Jamaica coffee farm model

Professor Matthew Johnson of Cal Poly Humboldt's Department of Wildlife has worked for many years in coffee farms around the world. In his field studies of North American songbirds that overwinter in Jamaican coffee farms, he discovered that these birds provide an important ecosystem service: consuming large numbers of the Coffee Borer Beetle, a major pest in many coffee regions. This discovery raised many questions that are interesting, complex, and important for both environmental and economic reasons: how do land use decisions by farmers, such as whether to grow shade- or sun-grown coffee and how much forest to preserve, affect bird densities and the pest control services they provide and, therefore, the value of the coffee crop? Dr. Johnson realized that these questions are too complex to be answered even with his extensive field studies and asked us to help build a model that could serve as a virtual laboratory to study these questions.Model interface of the Jamaica coffee farm model

The result was the Jamaica coffee farm model, which links land use, migratory bird densities, and coffee production. Its key features are:

  • Users can generate artificial landscapes that have known characteristics: the area in each land use type, and the average size of land use type patches. This feature allows experiments that gradually vary the availability of different land uses, with replication via multiple landscapes with the same overall characteristics.
  • Bird foraging as the key process linking land use, bird densities, and pest control by birds. Each land use type has its own characteristic food availability conditions for birds, and the pest beetles are treated as a separate, alternative food source that birds may choose to eat. Simulated birds decide which habitat cell (typically 5x5 meters in area) to feed, updating this decision as often as every minute. Birds compete with each other via food depletion. Our theoretical research on this project focused on developing and testing foraging models that are useful in the model's semi-realistic context--we found the classical bird foraging theory inadequate.
  • Simulations represent one coffee production season, with outputs representing bird density and production of uninfested coffee. The model therefore can be used to find land use strategies that provide a good tradeoff between bird conservation and crop production.

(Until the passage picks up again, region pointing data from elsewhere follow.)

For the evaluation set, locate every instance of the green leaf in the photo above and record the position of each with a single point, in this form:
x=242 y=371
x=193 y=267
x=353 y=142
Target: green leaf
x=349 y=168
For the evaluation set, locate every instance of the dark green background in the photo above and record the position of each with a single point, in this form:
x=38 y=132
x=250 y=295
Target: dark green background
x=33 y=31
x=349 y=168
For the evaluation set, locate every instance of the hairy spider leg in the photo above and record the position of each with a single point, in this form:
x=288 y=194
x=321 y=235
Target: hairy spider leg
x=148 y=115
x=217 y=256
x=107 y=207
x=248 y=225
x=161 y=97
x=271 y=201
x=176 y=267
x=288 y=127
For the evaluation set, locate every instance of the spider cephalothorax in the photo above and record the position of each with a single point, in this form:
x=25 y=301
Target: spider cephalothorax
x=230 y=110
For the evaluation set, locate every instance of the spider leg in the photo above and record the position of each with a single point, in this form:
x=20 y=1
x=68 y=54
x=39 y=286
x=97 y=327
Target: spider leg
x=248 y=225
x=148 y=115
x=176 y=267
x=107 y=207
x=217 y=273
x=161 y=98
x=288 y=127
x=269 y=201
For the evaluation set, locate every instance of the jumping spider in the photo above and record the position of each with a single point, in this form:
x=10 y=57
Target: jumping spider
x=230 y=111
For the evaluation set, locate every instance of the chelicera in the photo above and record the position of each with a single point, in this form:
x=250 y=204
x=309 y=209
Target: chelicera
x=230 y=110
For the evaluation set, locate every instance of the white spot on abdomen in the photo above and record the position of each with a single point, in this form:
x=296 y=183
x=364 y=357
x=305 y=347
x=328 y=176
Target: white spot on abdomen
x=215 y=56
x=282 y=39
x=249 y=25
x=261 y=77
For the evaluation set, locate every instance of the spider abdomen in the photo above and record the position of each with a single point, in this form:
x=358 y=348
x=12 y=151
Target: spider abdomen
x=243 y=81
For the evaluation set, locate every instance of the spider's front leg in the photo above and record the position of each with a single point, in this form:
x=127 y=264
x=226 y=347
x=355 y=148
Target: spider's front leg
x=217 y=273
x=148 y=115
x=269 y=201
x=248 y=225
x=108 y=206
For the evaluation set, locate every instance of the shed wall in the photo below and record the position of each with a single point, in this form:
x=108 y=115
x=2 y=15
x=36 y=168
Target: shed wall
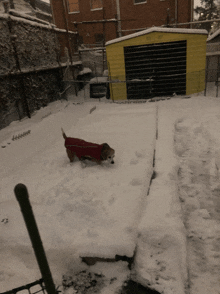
x=196 y=59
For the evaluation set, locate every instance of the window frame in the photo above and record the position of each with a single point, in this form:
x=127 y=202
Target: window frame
x=72 y=12
x=94 y=9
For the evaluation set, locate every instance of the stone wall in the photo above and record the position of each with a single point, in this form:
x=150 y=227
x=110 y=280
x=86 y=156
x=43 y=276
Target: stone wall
x=31 y=70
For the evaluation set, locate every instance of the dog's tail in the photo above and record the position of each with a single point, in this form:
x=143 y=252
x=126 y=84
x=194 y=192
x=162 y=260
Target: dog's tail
x=64 y=135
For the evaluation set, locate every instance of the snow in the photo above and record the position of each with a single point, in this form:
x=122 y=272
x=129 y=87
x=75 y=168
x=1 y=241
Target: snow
x=168 y=221
x=158 y=29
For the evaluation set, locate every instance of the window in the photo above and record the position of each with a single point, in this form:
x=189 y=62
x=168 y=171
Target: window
x=73 y=5
x=139 y=1
x=96 y=4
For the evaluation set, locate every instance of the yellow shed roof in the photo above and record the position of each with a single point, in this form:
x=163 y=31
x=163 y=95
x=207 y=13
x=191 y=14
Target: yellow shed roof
x=157 y=29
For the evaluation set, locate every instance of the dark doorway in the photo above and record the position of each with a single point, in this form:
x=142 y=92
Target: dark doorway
x=155 y=70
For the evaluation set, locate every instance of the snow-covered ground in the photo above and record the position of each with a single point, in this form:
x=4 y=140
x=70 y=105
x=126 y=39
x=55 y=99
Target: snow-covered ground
x=159 y=202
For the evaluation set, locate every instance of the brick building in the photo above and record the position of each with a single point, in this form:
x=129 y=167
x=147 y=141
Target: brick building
x=98 y=21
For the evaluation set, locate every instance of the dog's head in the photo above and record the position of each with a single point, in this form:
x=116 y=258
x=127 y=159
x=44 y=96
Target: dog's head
x=108 y=153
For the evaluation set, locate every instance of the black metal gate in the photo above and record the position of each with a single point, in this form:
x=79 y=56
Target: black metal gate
x=155 y=69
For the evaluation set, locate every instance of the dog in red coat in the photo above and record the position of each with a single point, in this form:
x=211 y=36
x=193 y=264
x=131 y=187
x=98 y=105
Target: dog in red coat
x=87 y=150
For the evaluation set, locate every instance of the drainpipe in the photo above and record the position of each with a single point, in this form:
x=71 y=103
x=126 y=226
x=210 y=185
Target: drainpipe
x=192 y=12
x=118 y=17
x=176 y=11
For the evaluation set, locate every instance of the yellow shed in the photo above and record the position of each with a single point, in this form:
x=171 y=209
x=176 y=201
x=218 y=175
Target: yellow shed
x=157 y=62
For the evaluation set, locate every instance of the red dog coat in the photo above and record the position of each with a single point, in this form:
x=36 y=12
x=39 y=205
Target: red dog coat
x=82 y=148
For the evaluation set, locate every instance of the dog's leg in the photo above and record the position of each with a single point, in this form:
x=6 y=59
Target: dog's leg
x=70 y=155
x=83 y=162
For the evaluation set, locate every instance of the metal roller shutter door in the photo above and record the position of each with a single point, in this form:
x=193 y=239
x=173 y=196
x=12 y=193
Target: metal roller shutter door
x=155 y=69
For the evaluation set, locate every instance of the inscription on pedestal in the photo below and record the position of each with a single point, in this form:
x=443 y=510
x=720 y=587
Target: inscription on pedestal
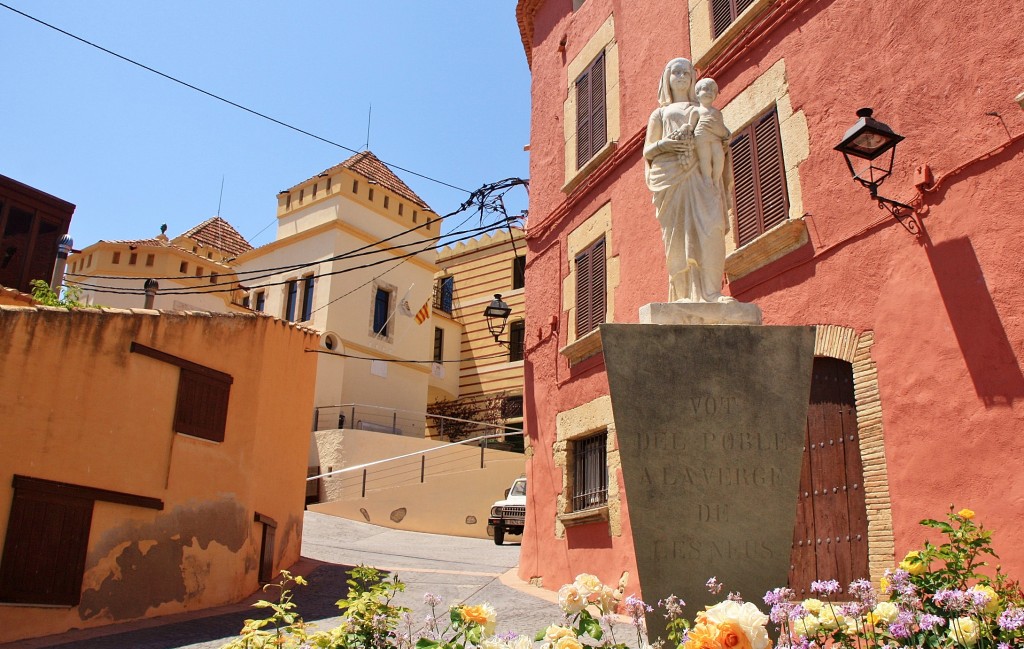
x=711 y=427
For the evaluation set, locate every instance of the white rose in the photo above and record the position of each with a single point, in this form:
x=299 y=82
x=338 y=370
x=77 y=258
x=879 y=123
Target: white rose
x=747 y=615
x=886 y=612
x=570 y=599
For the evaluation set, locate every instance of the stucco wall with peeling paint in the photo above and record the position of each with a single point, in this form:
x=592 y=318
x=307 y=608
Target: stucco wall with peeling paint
x=79 y=407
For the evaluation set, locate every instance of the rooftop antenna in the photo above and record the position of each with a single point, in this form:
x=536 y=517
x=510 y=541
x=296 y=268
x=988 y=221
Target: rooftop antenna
x=370 y=114
x=221 y=198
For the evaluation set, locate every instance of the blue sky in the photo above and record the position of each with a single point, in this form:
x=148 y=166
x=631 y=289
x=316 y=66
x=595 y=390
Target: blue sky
x=448 y=81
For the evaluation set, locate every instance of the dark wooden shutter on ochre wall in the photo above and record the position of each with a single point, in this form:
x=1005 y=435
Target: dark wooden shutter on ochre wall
x=724 y=12
x=592 y=132
x=829 y=541
x=45 y=547
x=759 y=173
x=591 y=288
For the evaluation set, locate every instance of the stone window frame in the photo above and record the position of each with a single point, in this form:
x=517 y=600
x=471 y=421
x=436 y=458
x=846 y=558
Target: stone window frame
x=603 y=40
x=572 y=425
x=392 y=305
x=771 y=89
x=846 y=344
x=704 y=45
x=584 y=235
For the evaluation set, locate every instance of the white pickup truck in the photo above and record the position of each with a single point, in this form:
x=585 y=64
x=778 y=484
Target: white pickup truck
x=509 y=516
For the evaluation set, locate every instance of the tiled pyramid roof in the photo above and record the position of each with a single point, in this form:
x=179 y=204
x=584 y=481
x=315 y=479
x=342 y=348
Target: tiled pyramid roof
x=217 y=233
x=371 y=168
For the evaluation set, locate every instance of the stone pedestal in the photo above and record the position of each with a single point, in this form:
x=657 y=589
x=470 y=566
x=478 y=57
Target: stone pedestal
x=699 y=313
x=710 y=423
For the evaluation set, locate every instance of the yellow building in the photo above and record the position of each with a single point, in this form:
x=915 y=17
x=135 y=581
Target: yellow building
x=153 y=463
x=471 y=273
x=193 y=270
x=354 y=258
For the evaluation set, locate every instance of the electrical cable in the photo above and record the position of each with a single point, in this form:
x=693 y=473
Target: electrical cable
x=218 y=97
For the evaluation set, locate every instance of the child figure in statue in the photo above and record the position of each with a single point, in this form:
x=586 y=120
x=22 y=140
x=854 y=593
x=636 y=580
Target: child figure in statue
x=709 y=131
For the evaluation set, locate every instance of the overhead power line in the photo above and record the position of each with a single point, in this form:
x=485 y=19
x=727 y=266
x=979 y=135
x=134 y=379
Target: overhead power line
x=220 y=98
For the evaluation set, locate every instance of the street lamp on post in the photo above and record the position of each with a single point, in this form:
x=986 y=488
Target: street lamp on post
x=497 y=313
x=869 y=140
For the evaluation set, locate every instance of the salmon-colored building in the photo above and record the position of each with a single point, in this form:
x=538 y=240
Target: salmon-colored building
x=919 y=336
x=153 y=462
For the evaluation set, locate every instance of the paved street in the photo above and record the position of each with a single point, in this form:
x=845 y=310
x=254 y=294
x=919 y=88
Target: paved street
x=458 y=569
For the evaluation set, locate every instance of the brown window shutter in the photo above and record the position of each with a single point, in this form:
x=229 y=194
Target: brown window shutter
x=598 y=107
x=583 y=119
x=721 y=16
x=202 y=405
x=744 y=191
x=583 y=293
x=597 y=285
x=759 y=173
x=771 y=171
x=44 y=550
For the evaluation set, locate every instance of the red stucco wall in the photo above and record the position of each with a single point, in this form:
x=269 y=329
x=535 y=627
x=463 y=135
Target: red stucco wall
x=945 y=309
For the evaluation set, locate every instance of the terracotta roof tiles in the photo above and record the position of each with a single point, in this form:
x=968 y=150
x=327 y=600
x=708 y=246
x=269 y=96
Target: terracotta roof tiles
x=371 y=168
x=217 y=233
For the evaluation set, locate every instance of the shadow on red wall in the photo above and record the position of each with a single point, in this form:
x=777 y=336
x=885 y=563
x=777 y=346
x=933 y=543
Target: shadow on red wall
x=989 y=356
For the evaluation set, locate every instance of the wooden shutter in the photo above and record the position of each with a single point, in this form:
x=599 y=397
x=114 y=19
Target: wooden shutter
x=744 y=189
x=591 y=288
x=771 y=174
x=830 y=534
x=45 y=547
x=583 y=119
x=202 y=405
x=598 y=123
x=759 y=173
x=583 y=293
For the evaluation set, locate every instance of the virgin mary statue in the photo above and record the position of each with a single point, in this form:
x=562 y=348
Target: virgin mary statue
x=692 y=210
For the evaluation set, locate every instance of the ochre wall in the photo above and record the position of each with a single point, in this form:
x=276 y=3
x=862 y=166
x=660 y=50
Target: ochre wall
x=80 y=408
x=454 y=499
x=943 y=310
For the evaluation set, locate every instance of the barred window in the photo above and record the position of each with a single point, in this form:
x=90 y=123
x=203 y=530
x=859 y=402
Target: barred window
x=590 y=475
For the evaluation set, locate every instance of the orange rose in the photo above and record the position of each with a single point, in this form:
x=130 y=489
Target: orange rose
x=732 y=637
x=474 y=614
x=704 y=637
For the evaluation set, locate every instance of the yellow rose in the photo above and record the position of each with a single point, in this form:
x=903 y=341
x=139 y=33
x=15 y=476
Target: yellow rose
x=587 y=585
x=913 y=564
x=965 y=631
x=554 y=633
x=474 y=614
x=886 y=612
x=570 y=599
x=829 y=618
x=704 y=637
x=567 y=642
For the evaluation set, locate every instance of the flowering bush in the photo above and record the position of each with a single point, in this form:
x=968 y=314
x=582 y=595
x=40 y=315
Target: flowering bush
x=935 y=598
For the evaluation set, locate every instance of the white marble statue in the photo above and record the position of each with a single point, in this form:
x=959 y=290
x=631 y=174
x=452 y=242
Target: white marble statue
x=688 y=170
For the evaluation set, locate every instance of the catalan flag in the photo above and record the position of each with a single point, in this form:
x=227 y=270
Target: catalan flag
x=423 y=313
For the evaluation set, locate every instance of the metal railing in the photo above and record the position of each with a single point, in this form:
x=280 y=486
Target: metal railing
x=413 y=467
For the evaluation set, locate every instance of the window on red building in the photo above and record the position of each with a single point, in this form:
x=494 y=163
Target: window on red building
x=760 y=192
x=592 y=131
x=590 y=288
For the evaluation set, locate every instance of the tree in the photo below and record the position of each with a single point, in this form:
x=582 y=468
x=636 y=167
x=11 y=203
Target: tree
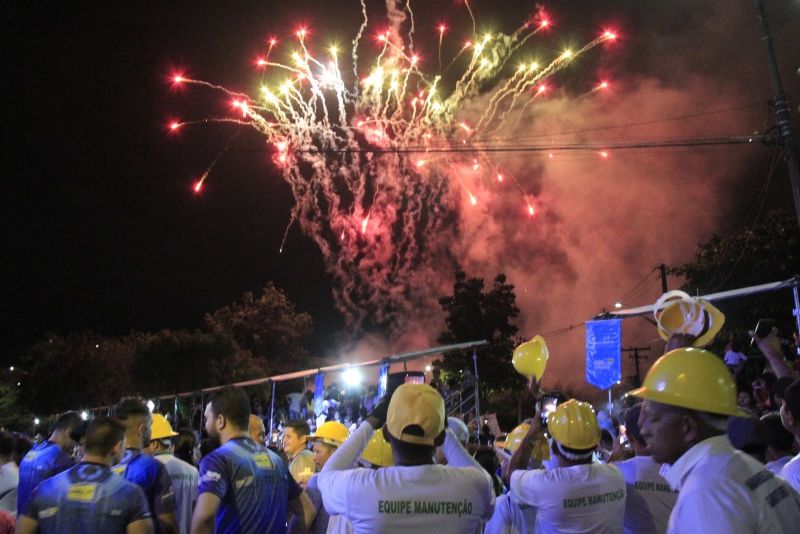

A secondary purpose of this project, for the modelers, was to provide a specific example of the "pattern-oriented" strategy for designing individual-based models and testing their theory for individual adaptive behavior. The first publication from the project explicitly illustrates how we used 9 patterns observed in Dr. Johnson's field studies to determine what entities, variables, and mechanisms need to be in the model. It also illustrates how we used the same patterns to contrast and attempt "falsification" of four alternative bird foraging theories, showing that only one of the theories caused the model to reproduce all the patterns and hence be useful in the model.

The project produced two publications (both described on our publications page). The first (2011, Ecological Modelling) provides a complete model description and a description of the pattern-oriented process used to design it. The paper also discusses reasons why classical theory of behavioral ecology often fails in IBMs.

The second publication (2014, PNAS) uses the model to draw conclusions about interactions among land use, conservation, and agricultural production when wildlife provides pest control services.